If you guessed from the title that this post was about a dead iPod. You were right. But I don't have any prizes. Just give yourself a pat on the back and pretend it's from me.
Yeah. I got the sad iPod face tonight. And then I got the click, click, click, click sound that I know all too well. It's the sound of the seek heads on a harddrive not being able to line up properly. So, at 8:30 I hopped in the squeakmobile and headed over to the Apple store at Easton. I tried to get signed in at the genius bar, but it said they were too busy, but Tad and Chad (not their real names) were able to help anyway between the other two customers there.
As soon as I get done explaining the situation to Tad , I go to hand him my iPod and I turned it on. And the damn thing worked!! I told him that the crisis was averted, but he offered to run diagnostics on it anyway. I said "Sure. Fire Away"
I hand it to him and he asks, "Do you mind if I wipe the harddrive?" Well, no. If they gave me a knew one, I'd have to start over from scratch anyway. So, I told him to have at it.

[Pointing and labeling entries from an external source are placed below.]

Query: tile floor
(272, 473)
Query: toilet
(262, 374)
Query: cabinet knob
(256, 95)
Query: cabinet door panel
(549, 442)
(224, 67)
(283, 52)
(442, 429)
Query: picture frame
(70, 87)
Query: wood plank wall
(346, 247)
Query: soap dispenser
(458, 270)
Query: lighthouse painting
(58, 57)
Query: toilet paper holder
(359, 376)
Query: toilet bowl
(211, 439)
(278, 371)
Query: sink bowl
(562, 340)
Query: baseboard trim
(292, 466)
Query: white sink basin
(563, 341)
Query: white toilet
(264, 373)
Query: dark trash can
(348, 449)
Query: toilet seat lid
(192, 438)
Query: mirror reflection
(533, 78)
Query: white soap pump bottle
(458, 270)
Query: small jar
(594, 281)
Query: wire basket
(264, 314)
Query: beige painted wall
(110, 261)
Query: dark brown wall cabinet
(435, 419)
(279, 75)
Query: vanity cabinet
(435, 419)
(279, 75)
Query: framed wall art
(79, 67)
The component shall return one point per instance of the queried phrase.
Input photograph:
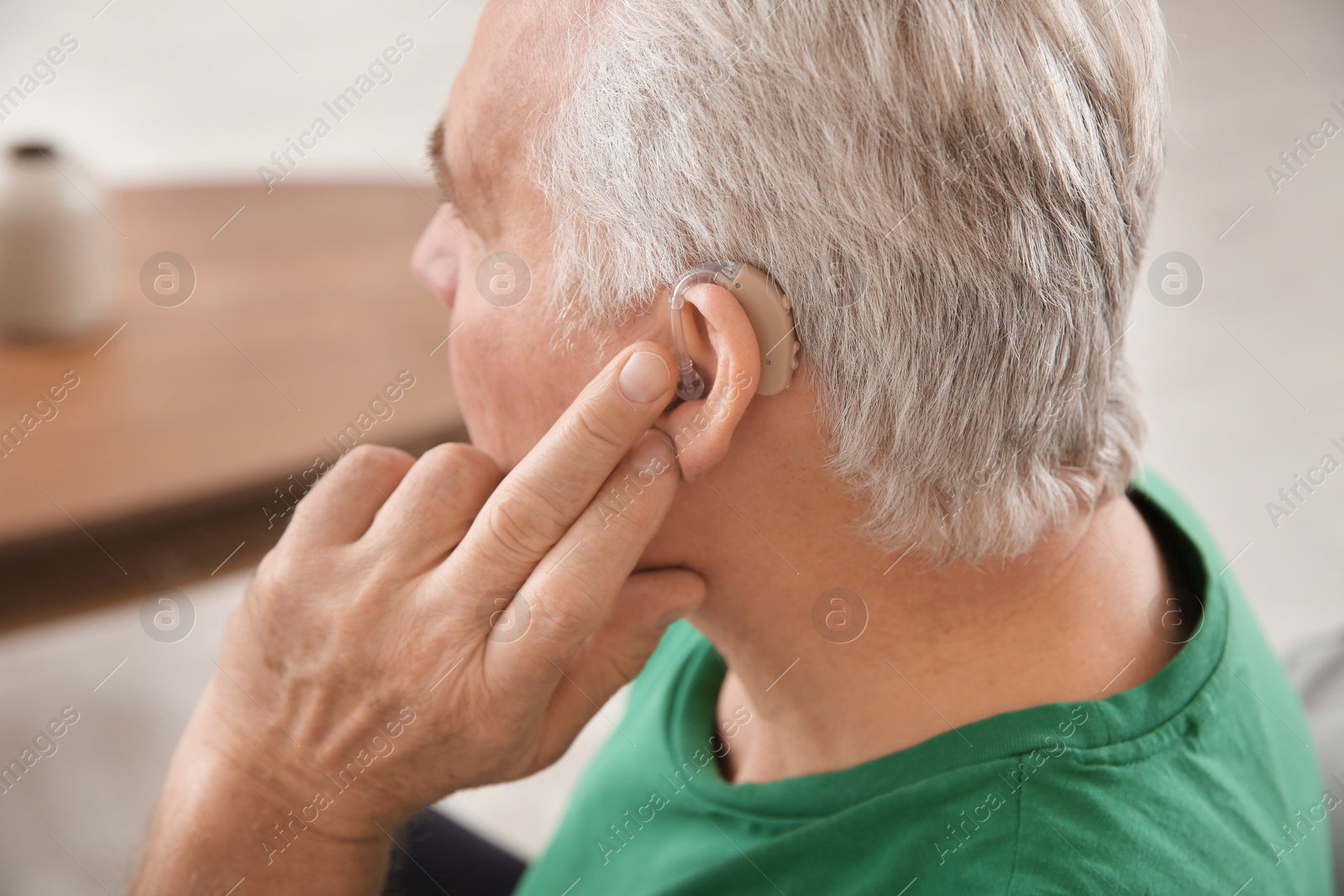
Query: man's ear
(725, 349)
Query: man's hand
(421, 627)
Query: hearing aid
(768, 309)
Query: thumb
(617, 651)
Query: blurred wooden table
(161, 466)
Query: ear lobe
(725, 351)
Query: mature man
(941, 634)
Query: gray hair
(954, 194)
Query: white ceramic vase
(57, 261)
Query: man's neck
(942, 647)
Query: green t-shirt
(1200, 781)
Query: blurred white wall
(163, 92)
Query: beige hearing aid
(769, 312)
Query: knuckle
(460, 463)
(601, 425)
(523, 527)
(376, 459)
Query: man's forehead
(521, 55)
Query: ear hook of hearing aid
(689, 383)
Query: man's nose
(434, 258)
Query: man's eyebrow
(440, 164)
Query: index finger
(542, 496)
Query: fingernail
(644, 378)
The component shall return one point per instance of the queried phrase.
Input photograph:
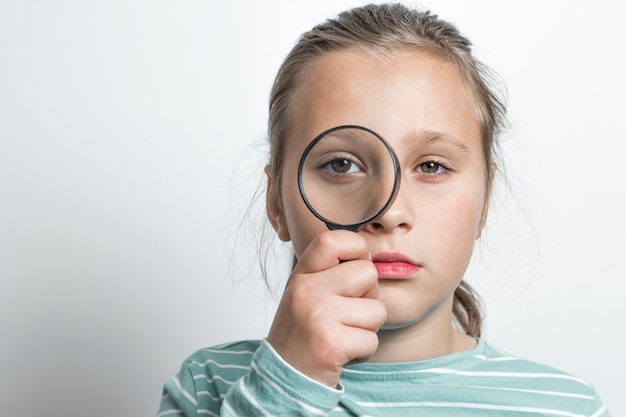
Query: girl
(380, 322)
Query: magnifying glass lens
(348, 177)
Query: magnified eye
(342, 166)
(432, 167)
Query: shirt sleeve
(275, 388)
(179, 395)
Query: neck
(432, 337)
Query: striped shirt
(248, 378)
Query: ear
(274, 207)
(483, 216)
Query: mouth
(392, 265)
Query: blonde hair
(383, 30)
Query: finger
(358, 278)
(331, 248)
(363, 313)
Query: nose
(399, 217)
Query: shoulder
(517, 377)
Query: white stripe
(229, 409)
(215, 399)
(185, 393)
(599, 412)
(226, 381)
(306, 406)
(471, 405)
(517, 375)
(532, 391)
(220, 365)
(229, 352)
(500, 359)
(252, 400)
(168, 412)
(207, 412)
(447, 371)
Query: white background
(129, 136)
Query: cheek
(303, 226)
(458, 221)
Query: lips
(394, 266)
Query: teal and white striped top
(249, 379)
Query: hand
(329, 313)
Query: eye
(432, 168)
(342, 166)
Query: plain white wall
(128, 154)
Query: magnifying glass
(348, 177)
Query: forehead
(407, 91)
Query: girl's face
(419, 104)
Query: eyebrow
(432, 137)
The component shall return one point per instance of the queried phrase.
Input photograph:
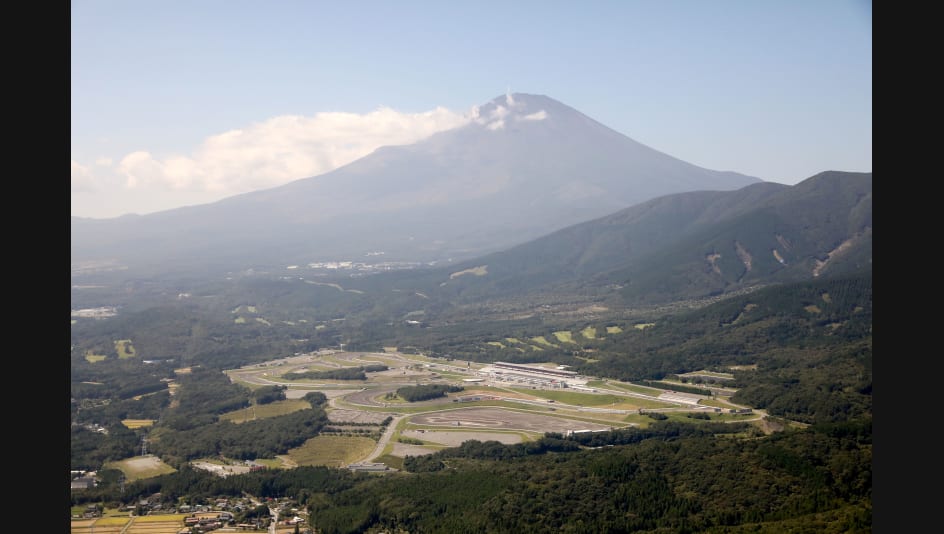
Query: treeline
(114, 411)
(268, 394)
(260, 438)
(811, 479)
(116, 379)
(203, 395)
(672, 477)
(811, 344)
(344, 373)
(426, 392)
(556, 442)
(90, 449)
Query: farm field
(141, 467)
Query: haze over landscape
(506, 267)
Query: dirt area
(330, 393)
(403, 450)
(503, 419)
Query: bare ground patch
(499, 418)
(293, 393)
(454, 439)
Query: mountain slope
(525, 165)
(687, 245)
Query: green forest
(800, 351)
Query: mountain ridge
(525, 166)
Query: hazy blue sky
(185, 102)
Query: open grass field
(262, 411)
(332, 451)
(564, 336)
(589, 332)
(481, 418)
(629, 387)
(141, 467)
(543, 341)
(137, 423)
(124, 348)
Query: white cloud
(536, 116)
(81, 179)
(282, 149)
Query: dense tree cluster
(344, 373)
(260, 438)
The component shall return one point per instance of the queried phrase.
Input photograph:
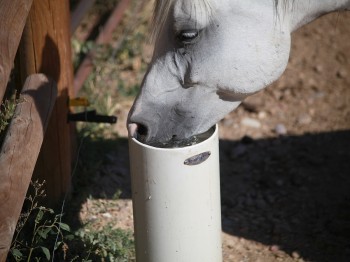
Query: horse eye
(187, 36)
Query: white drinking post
(176, 201)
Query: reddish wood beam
(20, 151)
(13, 15)
(46, 48)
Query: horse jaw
(171, 111)
(188, 90)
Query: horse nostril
(142, 130)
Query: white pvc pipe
(176, 202)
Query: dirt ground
(284, 156)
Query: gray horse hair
(162, 9)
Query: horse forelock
(162, 9)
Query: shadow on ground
(292, 192)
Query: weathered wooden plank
(45, 48)
(13, 15)
(20, 151)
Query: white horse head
(211, 54)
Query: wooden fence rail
(20, 151)
(13, 16)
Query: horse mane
(162, 9)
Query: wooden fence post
(20, 150)
(13, 15)
(45, 48)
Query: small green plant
(38, 230)
(7, 109)
(109, 244)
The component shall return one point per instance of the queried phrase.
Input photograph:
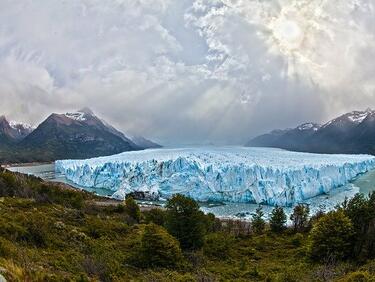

He looked at me and said, "You got all your songs on iTunes? Any thing on here I should know about"
Well...I've got some blow in the glove box and a 12 gauge under the seat MP3Officer, but other than that, nothing to worry about.
Of course I didn't say that. Hell, I didn't even think about it until I got 1/2 way home with my new (quite likely refurbed) iPod. That was after I convinced myselft that the iPodstapo was not going to come after me because Tad had wiped the harddrive.
And now the new (quite likely refurbed) iPod is charging. I'll start the task of loading up again tomorrow (if I got started tonight, I'd never get any sleep).
I'm actually happy this happened when it did (instead of at the party). I got the sad iPod face a month or so back and it mysteriously recovered again. But, I have to say my confidence in it wasn't too high.
And I need it to work next weekend. I'd hate to have the thing just take a big old crap at Dylan's birthday party. How the heck do you tell a roomful of 13 year olds that there's not going to be any music at the party because the iPod took a dump.
But all seems to be well now.
And about that pat on the back? Heck, take two-they're small.